Remember that this breed is a terrier and as such, needs exercise and lots of space. The Airedale doesn't do too well in an apartment setting.


The Airedale is considered by many to be the easiest of all terriers to train. The breed is intelligent and responds well to direction and commands. They tend to learn easily and excel in hunting as well as obedience.

Special Concerns

If improperly socialized, some Airedales may show signs of aggression. With their large size, any show of bad temperament should be immediately curtailed.

The Airedale's coat requires frequent care to keep it clean and tangle free.

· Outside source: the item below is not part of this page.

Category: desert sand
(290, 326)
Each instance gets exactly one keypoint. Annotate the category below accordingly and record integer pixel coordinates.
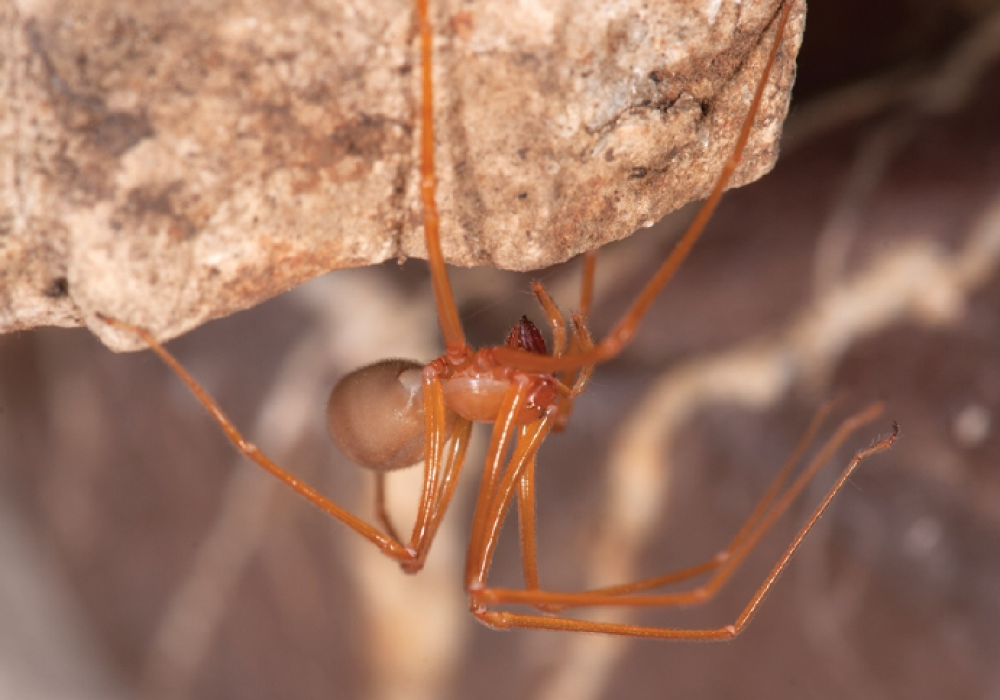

As a terrier, the Airedale needs plenty of exercise and needs human companionship. If left to his own devices for extended periods of time, the Airedale may develop behavior problems, including destructive behavior.

Health Concerns

In general, the Airedale is a healthy dog with few medical concerns. However, the following diseases or disorders have been reported:

  • Hip dysplasia is a malformation of the hip joint that results in pain, lameness and arthritis.
  • Hot spots are areas of itchy moist inflamed skin.
  • Demodectic mange is a parasitic skin disease caused by a mite. Hair loss and itchiness are common signs of this disease.
  • Melanoma is a tumor arising from melanocytes, which are the cells that produce pigment.
  • Hyperadrenocorticism is a disorder affecting the adrenal glands. When overactive, the adrenal glands secrete excessive cortisol, resulting in illness.
  • Hypothyroidism results when the thyroid gland does not function adequately. Without enough thyroid hormone, illness can occur.
  • Entropion is a problem with the eyelid that causes inward rolling. Lashes on the edge of the eyelid irritate the surface of the eyeball.
  • Pannus is a disease of the eye resulting in inflammation.
  • Progressive retinal degeneration (PRD) is a disease that causes nerve cells at the back of the eye to degenerate. The condition can lead to blindness.